Finally, Ghosn cited autonomous driving as a key near-future trend. Cars will need to function with less input from the driver, he said. Too much unproductive time is spent in a car and growth of life expectancy is extending the potential driving ages for people. Autonomous cars could provide personal transportation for people who can no longer drive. Ghosn summed up this challenge for the auto industry as one in which they must create safer, more connected, more efficient cars, which leads them to autonomous vehicles. The safety challenge and goal of reducing petroleum use can be enhanced with autonomous technology, he noted, much of which will be coming out of the Silicon Valley area where he was speaking (and where Nissan has recently expanded it presence). The major challenge for automakers, he said, is choosing what technology will go in a car. “We have to be selective,” he concluded.
In Q&A Ghosn talked about the Nissan Leaf and Renault Zoe EVs, the companies’ leading foray into the electric field. He cited making the technology credible, affordable and practical (because of range anxiety) as the challenges EVs face. The first two he felt the Nissan-Renault Alliance was addressing with its latest cars and price cuts for the Leaf in the U.S., which came about primarily through sourcing components for Leaf production in this country rather than Japan. The last hurdle, he said, would only be cleared when charging stations are as ubiquitous as gas stations are now.

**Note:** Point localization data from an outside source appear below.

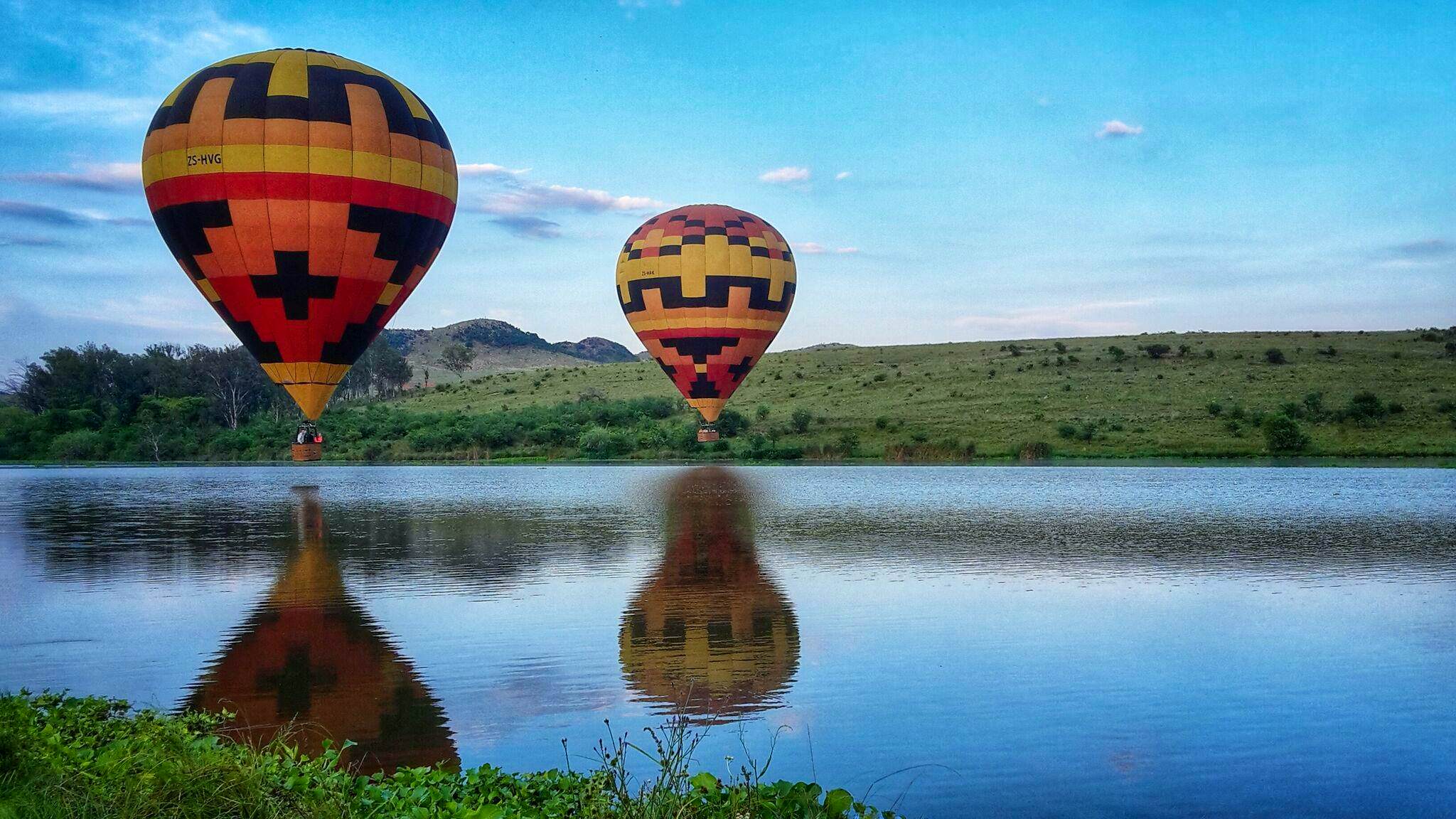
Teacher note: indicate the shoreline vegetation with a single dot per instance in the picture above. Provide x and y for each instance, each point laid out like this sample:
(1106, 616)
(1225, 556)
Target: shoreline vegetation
(1216, 398)
(87, 756)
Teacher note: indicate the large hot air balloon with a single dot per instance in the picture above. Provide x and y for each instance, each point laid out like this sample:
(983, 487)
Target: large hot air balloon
(306, 196)
(707, 287)
(311, 653)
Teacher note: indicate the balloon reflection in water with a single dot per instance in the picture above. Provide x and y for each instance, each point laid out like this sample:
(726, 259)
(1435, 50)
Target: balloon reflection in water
(710, 633)
(311, 653)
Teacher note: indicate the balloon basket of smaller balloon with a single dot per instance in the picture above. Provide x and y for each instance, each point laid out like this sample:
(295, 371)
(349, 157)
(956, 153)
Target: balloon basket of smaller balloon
(308, 444)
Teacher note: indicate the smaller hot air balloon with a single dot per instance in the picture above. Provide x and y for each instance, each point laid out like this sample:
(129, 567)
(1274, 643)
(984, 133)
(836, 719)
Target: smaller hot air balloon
(305, 196)
(705, 289)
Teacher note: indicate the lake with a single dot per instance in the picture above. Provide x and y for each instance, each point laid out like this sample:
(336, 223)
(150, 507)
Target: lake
(1004, 641)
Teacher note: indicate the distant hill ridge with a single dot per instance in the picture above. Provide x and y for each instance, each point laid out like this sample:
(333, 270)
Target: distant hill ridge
(498, 346)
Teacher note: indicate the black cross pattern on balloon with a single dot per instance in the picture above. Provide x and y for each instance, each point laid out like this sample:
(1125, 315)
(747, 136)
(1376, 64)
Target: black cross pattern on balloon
(742, 369)
(294, 284)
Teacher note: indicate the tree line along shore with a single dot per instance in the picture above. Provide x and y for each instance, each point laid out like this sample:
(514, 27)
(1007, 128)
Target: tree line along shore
(1154, 395)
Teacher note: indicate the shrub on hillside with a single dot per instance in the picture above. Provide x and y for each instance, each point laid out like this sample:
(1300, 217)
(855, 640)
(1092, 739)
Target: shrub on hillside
(1034, 451)
(1283, 433)
(732, 423)
(800, 420)
(1365, 408)
(79, 445)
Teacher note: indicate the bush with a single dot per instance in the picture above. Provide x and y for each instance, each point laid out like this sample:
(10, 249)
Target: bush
(1365, 407)
(89, 756)
(1034, 451)
(1283, 433)
(730, 423)
(79, 445)
(600, 442)
(800, 420)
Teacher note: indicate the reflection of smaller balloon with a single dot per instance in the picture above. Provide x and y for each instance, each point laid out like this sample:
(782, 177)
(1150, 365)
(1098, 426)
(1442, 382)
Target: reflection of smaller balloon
(705, 289)
(311, 653)
(710, 633)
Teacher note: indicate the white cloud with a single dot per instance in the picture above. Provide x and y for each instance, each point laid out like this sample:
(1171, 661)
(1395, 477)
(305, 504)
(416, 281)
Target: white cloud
(529, 226)
(785, 176)
(1117, 129)
(537, 198)
(491, 169)
(77, 107)
(814, 248)
(1083, 318)
(63, 218)
(109, 177)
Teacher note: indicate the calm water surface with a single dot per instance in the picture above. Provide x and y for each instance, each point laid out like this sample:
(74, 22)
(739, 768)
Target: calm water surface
(1019, 641)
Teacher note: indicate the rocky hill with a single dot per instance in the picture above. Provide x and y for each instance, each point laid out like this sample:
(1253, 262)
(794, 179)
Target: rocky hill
(497, 346)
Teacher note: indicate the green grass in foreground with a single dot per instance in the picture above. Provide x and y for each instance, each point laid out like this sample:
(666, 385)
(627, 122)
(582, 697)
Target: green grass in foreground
(1206, 395)
(82, 758)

Nissan Leaf is practical & affordable, according to Ghosn
As the auto industry moves to meet the challenges he outlined, Ghosn said he foresees the need for car companies to open up their advanced engineering operations as never before. Historically very insular and secretive, he said the demands of connectivity and other advanced technologies will trump those old concerns.
He closed with a passionate appeal for the car (which will increasingly be moving to become an EV) to become “a very special object. We must avoid the car appearing like a commodity,” he said. “We need to add emotion.” He then put out a challenge to what he called Generation Now, which included many of the students in the audience. “We’re counting on [you] to imagine the future” of the automobile.